Признательные показания | страница 31



Он был умерен в своих политических воззрениях — традиционный дворянский либерализм с его ориентацией на западноевропейскую конституционность, с его вялым сочувствием народу как «меньшому брату», с его надеждами на постепенный прогресс, рост просвещенности, эволюцию — и ни на что кроме.

Умеренной была и его этическая программа — никакой симпатии крайностям домостроя или нравственным экспериментам «новых людей» — героев радикально-де мо кра тической литературы, всесторонняя поддержка старосемейных, морально-бытовых «устоев» среднеинтеллигентского круга.

Умерен был Боборыкин (это очень важно подчеркнуть) и в выборе как проблематики, так и героев для собственных сочинений.

Эмиль Золя в «Парижских письмах», в течение шести лет почти ежемесячно появлявшихся на страницах петербургского «Вестника Европы», ставил в вину «донатуралистической» литературе ее стремление к «генерализации», укрупнению художественных образов, ее взгляд на действительность сквозь «увеличительное стекло», которое будто бы искажает жизненные пропорции, благодаря чему «лица сверхъестественного роста прогуливаются среди карликов».

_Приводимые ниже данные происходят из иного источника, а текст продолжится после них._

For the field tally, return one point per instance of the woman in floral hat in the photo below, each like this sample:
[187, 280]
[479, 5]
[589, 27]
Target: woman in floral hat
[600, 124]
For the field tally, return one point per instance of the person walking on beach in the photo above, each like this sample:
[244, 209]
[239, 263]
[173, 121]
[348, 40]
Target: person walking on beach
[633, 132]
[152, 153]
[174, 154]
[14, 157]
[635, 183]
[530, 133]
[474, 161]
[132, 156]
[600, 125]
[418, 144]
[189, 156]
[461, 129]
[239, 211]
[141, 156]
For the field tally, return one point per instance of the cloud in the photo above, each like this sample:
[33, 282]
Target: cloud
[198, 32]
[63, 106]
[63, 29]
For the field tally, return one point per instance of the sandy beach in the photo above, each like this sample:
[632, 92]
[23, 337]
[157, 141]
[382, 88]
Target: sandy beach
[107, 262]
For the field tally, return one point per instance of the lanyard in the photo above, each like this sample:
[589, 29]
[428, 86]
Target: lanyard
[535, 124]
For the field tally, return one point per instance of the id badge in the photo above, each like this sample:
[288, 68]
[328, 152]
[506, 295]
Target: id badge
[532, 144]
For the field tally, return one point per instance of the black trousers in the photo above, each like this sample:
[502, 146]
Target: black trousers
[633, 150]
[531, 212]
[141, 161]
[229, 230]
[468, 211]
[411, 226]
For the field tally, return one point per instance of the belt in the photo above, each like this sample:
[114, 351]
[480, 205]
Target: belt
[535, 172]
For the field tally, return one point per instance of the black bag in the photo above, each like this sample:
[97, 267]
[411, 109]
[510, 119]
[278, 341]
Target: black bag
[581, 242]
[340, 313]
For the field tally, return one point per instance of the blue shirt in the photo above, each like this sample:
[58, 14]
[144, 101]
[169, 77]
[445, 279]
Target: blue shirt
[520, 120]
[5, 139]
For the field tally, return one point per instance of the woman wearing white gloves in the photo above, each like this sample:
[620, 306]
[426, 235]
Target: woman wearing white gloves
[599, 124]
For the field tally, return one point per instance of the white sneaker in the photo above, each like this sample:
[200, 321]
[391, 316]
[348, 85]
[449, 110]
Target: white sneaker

Эта методологическая установка была воспринята и русскими последователями зачинателя европейского натурализма. Добиваясь — в принципе — максимальной достоверности, «похожести» своих картин на реальность, они «магический кристалл», «увеличительную линзу», сквозь которую художник смотрит на мир и благодаря которой изображаемые герои изображаемые ситуации укрупняются до масштабов типических, до размеров художественного обобщения, попытались заменить неким подобием оконного стекла. И что же увидели? Сереньких, «средних» героев, точнее не-героев, как тогда говорили, пресноватую суету, мельтешенье житейских эпизодов, торжествующую будничность, не расцвеченную ни яркими мыслями, ни сильными страстями, ни неординарными поступками.

В этом, естественно, была и своя новизна, и своя правда. Все, кто читал Чехова, вспомнят, как точно воспользовался этот великий реалист открытиями, совершенными в лоне русского натурализма, как новаторски двинул он литературу к житейским будням, к «прозе быта», к героям, весь интерес которых не подымается выше вопросов о переезде из провинции в Москву или о продаже вишневого сада. Но — и тут колоссальная разница — чеховские «хмурые люди» вымерялись соотнесением с нравственным идеалом писателя, с его духовным максимализмом и уже тем самым становились типическими, возводились в перл творения.